2

82.9K 4K 34
                                    

Aku memakirkan motorku, kemudian membuka helm. Aku merapikan kerudung hijauku dikaca spion motor.

Setelah rapih, aku turun menuju perpustakaan. Aku ingin meminjam buku Komunikasi Data untuk menyelesaikan tugasku.

Aku mengedarkan pandanganku mencari Iren. Semoga dia baik-baik saja. Aku menajamkan penglihatanku saat melihat seorang perempuan yang duduk sendirian dibangku taman membelakangiku, aku rasa itu Iren. Dengan langkah cepat aku bergegas menuju Iren.

"Assalamu'alaikum, Ren". Ucapku sembari duduk disebelahnya.

Aku terkejut, tiba-tiba Iren langsung memelukku. Hampir saja aku nyaris terjungkal, untungnya aku bisa menyeimbangi diriku.

"Hey.. Kamu kenapa?." Aku mengusap-usap rambutnya. Iren terus memelukku erat sambil menangis. Aku bahkan melupakan rencanaku untuk pergi ke perpus.

"Hamdan.. Hiks." Ucapnya. Hamdan? bukannya dia pacar Iren. Aku diam, masih menunggu kelanjutan yang ingin diucapkannya.

"Hamdan selingkuh Ning, dia memutuskan hubungan denganku dan memilih pergi dengan wanita lain. Dia menghianatiku Ning." Ucapnya, kemudian menangis lagi.

"Jangan bersedih Ren, La Tahzan Innallaha Ma'ana, sesungguhnya Allah bersama kita. Hapus air matamu sayang, sudah cukup untuk menggalaui dia.
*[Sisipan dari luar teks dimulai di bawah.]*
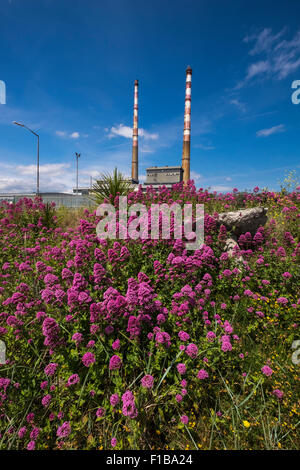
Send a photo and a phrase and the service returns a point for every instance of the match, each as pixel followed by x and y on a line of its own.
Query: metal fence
pixel 60 199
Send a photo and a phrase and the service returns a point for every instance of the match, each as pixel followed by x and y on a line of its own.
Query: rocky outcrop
pixel 244 220
pixel 238 222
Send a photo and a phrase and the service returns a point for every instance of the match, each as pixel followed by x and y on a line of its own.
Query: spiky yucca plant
pixel 109 186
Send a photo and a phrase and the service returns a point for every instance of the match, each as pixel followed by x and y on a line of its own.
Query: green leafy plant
pixel 109 186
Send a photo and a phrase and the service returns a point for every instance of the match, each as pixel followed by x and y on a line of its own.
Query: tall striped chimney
pixel 135 157
pixel 187 127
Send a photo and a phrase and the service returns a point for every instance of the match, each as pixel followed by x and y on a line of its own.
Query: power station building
pixel 164 175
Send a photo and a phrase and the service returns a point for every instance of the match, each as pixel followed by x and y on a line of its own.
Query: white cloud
pixel 74 135
pixel 220 188
pixel 60 133
pixel 22 178
pixel 282 56
pixel 257 68
pixel 236 102
pixel 263 41
pixel 204 147
pixel 126 131
pixel 271 130
pixel 195 176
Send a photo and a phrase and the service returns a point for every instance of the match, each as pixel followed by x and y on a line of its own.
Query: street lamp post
pixel 38 155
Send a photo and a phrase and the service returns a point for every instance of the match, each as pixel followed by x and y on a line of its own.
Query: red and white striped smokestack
pixel 187 127
pixel 135 157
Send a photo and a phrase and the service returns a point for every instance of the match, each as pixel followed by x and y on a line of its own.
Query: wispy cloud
pixel 126 131
pixel 204 147
pixel 21 178
pixel 72 135
pixel 220 188
pixel 236 102
pixel 271 130
pixel 281 55
pixel 75 135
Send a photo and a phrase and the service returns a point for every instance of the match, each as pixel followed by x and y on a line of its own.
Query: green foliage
pixel 109 186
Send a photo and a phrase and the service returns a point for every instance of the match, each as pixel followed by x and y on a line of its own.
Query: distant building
pixel 163 176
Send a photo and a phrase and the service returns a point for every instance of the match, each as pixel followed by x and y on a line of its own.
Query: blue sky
pixel 69 68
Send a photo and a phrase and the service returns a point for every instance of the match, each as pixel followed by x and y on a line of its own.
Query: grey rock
pixel 244 220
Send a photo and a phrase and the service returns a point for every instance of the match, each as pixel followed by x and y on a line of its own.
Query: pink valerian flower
pixel 22 432
pixel 44 385
pixel 278 393
pixel 184 419
pixel 73 379
pixel 287 275
pixel 202 374
pixel 147 381
pixel 129 408
pixel 192 350
pixel 226 346
pixel 181 368
pixel 77 338
pixel 46 400
pixel 267 371
pixel 210 336
pixel 64 430
pixel 282 300
pixel 114 399
pixel 88 359
pixel 183 336
pixel 100 412
pixel 116 345
pixel 51 331
pixel 34 433
pixel 50 369
pixel 115 362
pixel 113 442
pixel 31 445
pixel 30 418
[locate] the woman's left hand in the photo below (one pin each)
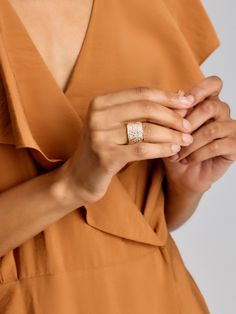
(213, 149)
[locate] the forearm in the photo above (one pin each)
(28, 208)
(180, 204)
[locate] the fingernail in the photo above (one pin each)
(188, 100)
(187, 125)
(181, 92)
(174, 157)
(175, 148)
(187, 138)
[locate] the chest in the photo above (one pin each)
(57, 29)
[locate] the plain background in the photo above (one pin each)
(208, 240)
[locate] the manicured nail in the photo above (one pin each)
(187, 138)
(186, 100)
(184, 161)
(174, 157)
(175, 148)
(181, 92)
(187, 125)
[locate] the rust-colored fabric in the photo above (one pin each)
(116, 255)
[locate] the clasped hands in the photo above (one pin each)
(213, 149)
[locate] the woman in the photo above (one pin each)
(89, 197)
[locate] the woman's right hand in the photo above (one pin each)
(102, 150)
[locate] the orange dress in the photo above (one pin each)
(115, 256)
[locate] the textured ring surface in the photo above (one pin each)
(134, 132)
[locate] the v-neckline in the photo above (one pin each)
(75, 67)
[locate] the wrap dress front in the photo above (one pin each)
(115, 256)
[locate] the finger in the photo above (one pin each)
(207, 134)
(206, 110)
(209, 87)
(116, 116)
(152, 133)
(224, 147)
(168, 99)
(142, 151)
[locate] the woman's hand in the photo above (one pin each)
(213, 150)
(102, 151)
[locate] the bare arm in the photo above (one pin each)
(30, 207)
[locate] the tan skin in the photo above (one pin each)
(84, 178)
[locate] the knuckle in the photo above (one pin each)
(96, 142)
(177, 120)
(171, 98)
(227, 108)
(217, 81)
(212, 131)
(140, 150)
(209, 107)
(94, 121)
(215, 147)
(148, 108)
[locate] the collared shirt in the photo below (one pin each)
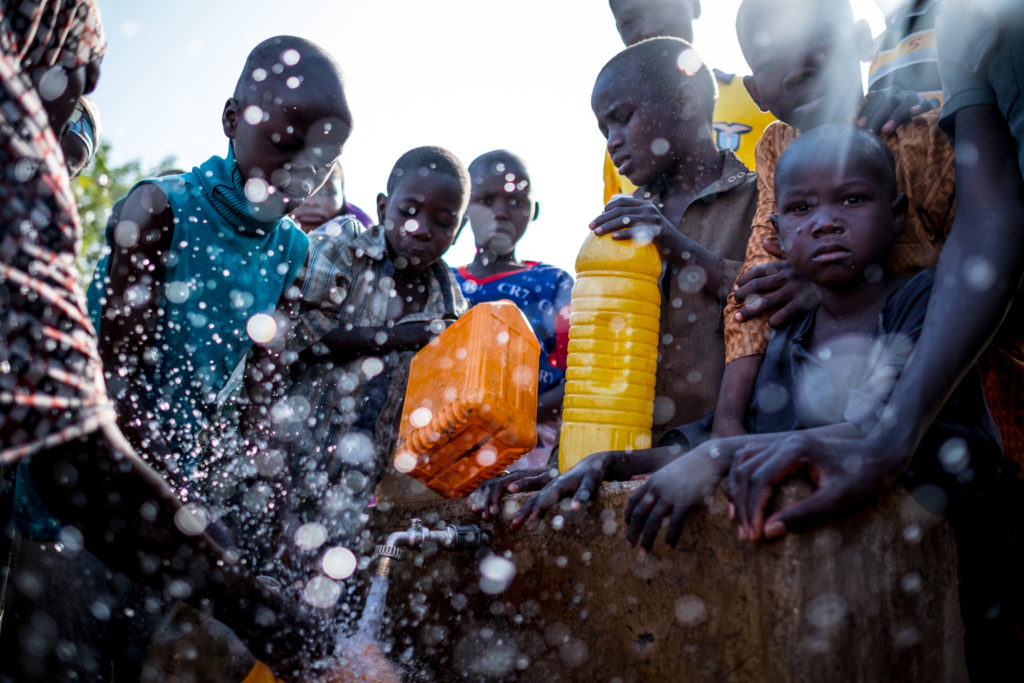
(345, 415)
(924, 173)
(691, 351)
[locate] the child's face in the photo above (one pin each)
(642, 129)
(422, 217)
(500, 208)
(323, 206)
(836, 218)
(805, 66)
(285, 150)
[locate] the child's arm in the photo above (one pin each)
(141, 239)
(345, 344)
(631, 217)
(676, 488)
(583, 480)
(775, 287)
(884, 110)
(326, 284)
(958, 324)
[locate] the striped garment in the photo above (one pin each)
(51, 386)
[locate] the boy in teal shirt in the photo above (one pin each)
(198, 260)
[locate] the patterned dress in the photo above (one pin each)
(51, 387)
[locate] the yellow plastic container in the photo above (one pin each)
(612, 355)
(471, 401)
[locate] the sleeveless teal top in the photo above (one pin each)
(229, 260)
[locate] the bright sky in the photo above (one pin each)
(467, 75)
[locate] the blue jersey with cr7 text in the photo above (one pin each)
(542, 292)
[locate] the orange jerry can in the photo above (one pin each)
(470, 407)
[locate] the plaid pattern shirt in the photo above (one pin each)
(346, 414)
(51, 386)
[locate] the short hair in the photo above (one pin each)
(485, 163)
(663, 63)
(748, 9)
(430, 158)
(848, 141)
(274, 59)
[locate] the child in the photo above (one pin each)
(500, 209)
(806, 63)
(694, 201)
(830, 372)
(737, 121)
(369, 301)
(81, 139)
(329, 202)
(55, 416)
(195, 258)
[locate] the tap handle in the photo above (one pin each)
(469, 537)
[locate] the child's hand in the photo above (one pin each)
(671, 493)
(843, 470)
(774, 286)
(486, 497)
(582, 482)
(887, 109)
(632, 218)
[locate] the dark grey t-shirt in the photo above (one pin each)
(981, 60)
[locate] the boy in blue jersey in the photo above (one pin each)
(197, 258)
(500, 209)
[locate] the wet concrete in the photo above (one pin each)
(869, 597)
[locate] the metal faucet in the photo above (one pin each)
(453, 537)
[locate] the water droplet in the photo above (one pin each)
(192, 519)
(420, 417)
(322, 592)
(176, 292)
(404, 462)
(372, 367)
(496, 574)
(979, 272)
(689, 61)
(339, 563)
(486, 457)
(253, 115)
(257, 190)
(126, 233)
(261, 328)
(53, 83)
(954, 456)
(826, 610)
(310, 536)
(690, 609)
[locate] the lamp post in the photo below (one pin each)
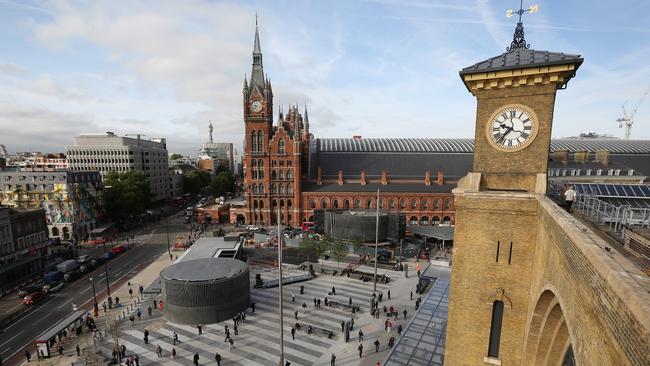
(374, 288)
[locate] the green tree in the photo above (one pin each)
(339, 250)
(126, 194)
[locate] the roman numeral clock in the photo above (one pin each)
(512, 128)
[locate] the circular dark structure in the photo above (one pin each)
(356, 225)
(204, 291)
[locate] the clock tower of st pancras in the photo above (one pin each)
(496, 203)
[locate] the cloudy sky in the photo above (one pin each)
(376, 68)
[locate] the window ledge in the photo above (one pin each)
(492, 361)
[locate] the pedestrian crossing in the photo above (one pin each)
(258, 341)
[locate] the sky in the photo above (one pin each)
(375, 68)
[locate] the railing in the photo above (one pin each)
(604, 213)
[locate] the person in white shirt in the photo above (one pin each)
(569, 197)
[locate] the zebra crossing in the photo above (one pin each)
(258, 341)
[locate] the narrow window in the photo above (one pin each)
(510, 254)
(498, 245)
(495, 329)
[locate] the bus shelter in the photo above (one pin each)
(72, 324)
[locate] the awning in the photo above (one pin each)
(438, 232)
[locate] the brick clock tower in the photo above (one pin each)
(496, 204)
(272, 153)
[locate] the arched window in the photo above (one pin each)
(495, 329)
(281, 147)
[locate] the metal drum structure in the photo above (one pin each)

Kita wanita, sayang. Kita terlalu berharga untuk menangisi pria seperti itu. Dan hei, jangan terus menerus memikirkan makhluk-Nya, karena Tuhan mungkin sedang cemburu sekarang."

Iren kemudian menegakkan badannya dan menghapus air matanya. Aku tersenyum.

"Kamu benar, seharusnya aku tidak menangisi pria itu." Iren tersenyum kemudian melanjutkan ucapannya. "Terimakasih Ningrum, kamu memang sahabat terbaikku." Katanya dengan tertawa, yah walaupun air matanya masih menetes. Dia memelukku, aku membalas pelukannya.

Aku melonggarkan pelukanku, aku ingin berpesan padanya. Aku tidak mau dia terluka dan menangis seperti ini cuma gara-gara pria yang bahkan bukan mahramnya.

Aku menatap muka Iren dan "Jangan pernah menaruh harap pada seseorang itu, jangan meminjamkan hatimu kepadanya, karna dia juga manusia biasa yang bisa saja suatu saat mematahkan dan menjatuhkan hatimu."

Aku memberi jeda, dia menyimak semua perkataanku. Kemudian aku melanjutkan ucapanku.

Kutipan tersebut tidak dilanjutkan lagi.